Менахем-цыган — страница 3 из 4

— Я бы рад, — опешил Менахем. — Но у нас дома только кошка и три курицы с петухом.

— Курицу в повозку не впряжешь. Нужна лошадь.

— Да, но где ее взять? Балагула Шая своего битюга не даст. С могильщиком Иосифом и говорить нечего — его кляча еле ноги тянет…

— Следующей осенью, когда приедем снова, мы вернем ее хозяину. Это неправда, что все цыгане — воры. Если поможешь, то всё, что я тебе нагадала, сбудется. Честное слово.

— Я подумаю, — сказал Менахем, не связывая себя обещаниями.
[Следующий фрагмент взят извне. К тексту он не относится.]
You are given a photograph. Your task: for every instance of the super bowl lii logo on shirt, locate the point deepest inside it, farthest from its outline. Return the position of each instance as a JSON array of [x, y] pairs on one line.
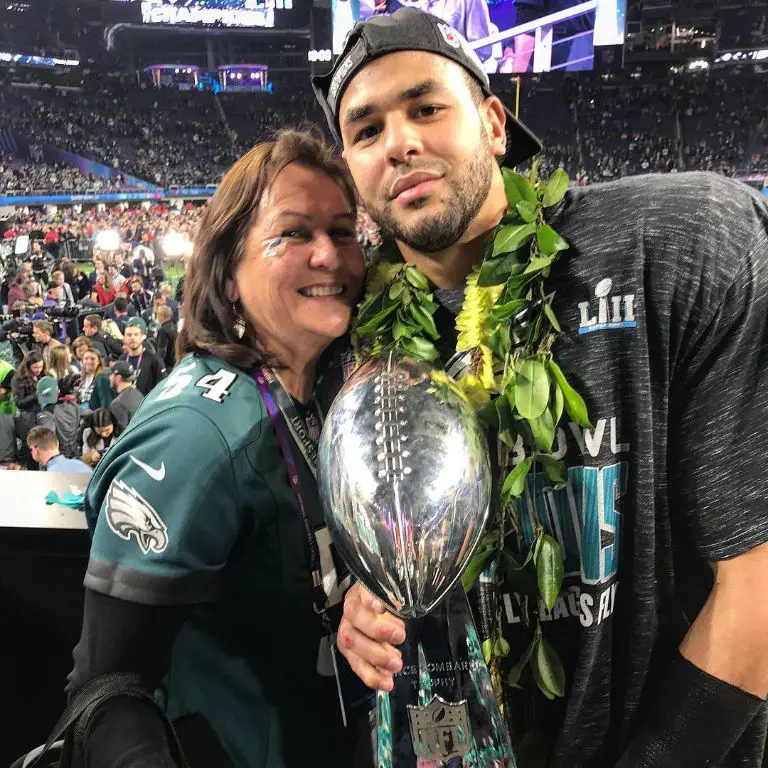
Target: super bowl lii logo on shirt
[[585, 517], [612, 311]]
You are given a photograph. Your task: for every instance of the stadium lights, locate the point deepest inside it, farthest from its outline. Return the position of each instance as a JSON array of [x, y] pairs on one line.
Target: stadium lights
[[324, 54], [108, 240]]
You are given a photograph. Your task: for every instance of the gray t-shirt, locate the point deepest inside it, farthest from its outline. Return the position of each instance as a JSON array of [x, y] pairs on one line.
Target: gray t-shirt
[[663, 299], [125, 405]]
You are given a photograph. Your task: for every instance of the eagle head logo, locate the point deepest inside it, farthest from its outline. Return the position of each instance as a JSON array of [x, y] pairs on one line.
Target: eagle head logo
[[130, 514]]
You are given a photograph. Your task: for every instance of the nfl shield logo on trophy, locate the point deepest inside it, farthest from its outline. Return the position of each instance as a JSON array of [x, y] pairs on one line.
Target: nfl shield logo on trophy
[[440, 729]]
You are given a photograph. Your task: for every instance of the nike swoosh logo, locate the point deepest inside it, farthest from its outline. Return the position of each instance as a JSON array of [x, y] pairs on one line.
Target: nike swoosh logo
[[155, 474]]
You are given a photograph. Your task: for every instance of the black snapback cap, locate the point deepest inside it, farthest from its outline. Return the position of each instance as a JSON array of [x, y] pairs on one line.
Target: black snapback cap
[[410, 30]]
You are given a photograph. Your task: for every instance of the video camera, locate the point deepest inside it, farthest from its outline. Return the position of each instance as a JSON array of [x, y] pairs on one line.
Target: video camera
[[16, 327]]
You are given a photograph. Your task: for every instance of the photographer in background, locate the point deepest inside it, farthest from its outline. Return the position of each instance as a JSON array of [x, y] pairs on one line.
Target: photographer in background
[[166, 337], [98, 436], [108, 347], [24, 387], [68, 297], [141, 299], [42, 333], [62, 415], [128, 400], [44, 445]]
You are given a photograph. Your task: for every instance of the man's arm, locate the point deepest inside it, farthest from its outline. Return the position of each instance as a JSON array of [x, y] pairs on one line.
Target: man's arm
[[729, 639], [719, 683]]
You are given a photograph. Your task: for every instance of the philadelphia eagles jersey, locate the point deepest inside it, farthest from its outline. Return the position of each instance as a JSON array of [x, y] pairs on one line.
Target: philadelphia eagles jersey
[[192, 506], [663, 299]]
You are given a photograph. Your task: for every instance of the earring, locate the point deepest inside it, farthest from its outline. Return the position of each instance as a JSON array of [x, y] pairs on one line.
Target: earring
[[239, 325]]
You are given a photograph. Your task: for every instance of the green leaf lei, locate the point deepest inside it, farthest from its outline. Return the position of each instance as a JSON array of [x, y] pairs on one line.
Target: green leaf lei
[[508, 328]]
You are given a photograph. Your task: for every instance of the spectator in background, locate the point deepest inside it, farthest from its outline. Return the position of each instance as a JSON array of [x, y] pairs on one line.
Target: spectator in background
[[120, 312], [140, 298], [98, 268], [99, 436], [166, 337], [7, 403], [150, 316], [54, 296], [166, 292], [148, 367], [180, 286], [122, 267], [94, 390], [67, 296], [62, 416], [81, 285], [42, 332], [24, 384], [16, 290], [78, 346], [44, 445], [105, 292], [8, 450], [115, 277], [108, 347], [61, 368], [128, 400]]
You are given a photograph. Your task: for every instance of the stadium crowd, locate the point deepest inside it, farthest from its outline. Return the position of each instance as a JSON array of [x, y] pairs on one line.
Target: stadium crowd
[[595, 129], [87, 343], [18, 177]]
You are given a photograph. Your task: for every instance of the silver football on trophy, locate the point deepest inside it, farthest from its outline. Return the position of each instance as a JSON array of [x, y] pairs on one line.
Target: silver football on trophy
[[405, 481]]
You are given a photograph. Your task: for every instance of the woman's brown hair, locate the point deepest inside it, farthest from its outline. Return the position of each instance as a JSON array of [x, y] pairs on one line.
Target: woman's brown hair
[[93, 351], [23, 372], [209, 317]]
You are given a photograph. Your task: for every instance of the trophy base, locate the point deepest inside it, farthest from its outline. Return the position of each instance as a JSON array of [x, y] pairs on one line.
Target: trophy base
[[442, 711]]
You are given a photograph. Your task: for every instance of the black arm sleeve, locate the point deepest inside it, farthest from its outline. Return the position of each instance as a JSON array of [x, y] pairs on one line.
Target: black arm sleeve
[[125, 732], [696, 719]]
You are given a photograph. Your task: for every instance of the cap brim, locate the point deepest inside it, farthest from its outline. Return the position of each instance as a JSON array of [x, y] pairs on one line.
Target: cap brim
[[523, 143]]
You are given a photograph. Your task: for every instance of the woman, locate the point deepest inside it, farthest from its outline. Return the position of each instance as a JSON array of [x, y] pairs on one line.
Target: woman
[[105, 291], [79, 345], [24, 388], [93, 391], [215, 576], [99, 436], [16, 291], [61, 368]]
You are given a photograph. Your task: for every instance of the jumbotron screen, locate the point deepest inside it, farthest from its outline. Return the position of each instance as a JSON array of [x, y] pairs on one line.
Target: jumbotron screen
[[219, 13], [510, 36]]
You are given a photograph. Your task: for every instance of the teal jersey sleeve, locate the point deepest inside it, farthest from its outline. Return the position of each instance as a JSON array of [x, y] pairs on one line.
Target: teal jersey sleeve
[[169, 498]]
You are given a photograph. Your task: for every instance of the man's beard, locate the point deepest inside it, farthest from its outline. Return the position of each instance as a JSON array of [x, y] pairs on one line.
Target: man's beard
[[467, 194]]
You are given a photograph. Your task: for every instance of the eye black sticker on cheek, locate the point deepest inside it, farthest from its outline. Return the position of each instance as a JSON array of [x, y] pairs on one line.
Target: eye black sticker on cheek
[[273, 248]]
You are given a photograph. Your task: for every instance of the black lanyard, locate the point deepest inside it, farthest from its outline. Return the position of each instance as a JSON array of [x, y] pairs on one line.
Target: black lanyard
[[282, 411]]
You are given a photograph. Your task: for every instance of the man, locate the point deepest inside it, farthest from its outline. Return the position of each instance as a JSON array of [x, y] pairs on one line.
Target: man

— Табор уходит послезавтра утром, — стараясь скрыть свое недовольство, помрачнела Ильда. — Цыгане не думают, а действуют. А вы думаете, думаете и ничего не делаете. Поэтому вас и не любят.

— А вас не любят за то, что вы делаете, — огрызнулся. Менахем.

— А мы в чужой любви не нуждаемся. И ни у кого ее не клянчим! - Ильда вдруг повернулась и вприпрыжку, как вспугнутый зверек, обиженно зашагала прочь...

Всю ночь Менахем ворочался с боку на бок и мысленно повторял ее слова о чужой любви, в которой они не нуждаются, и спорил с Ильдой до самого утра. Она, видно, считает его трусом, не способным на поступок, достойный настоящего мужчины.. Но он ей докажет, что это не так. Докажет, что в чужой любви нуждаются все, даже собаки.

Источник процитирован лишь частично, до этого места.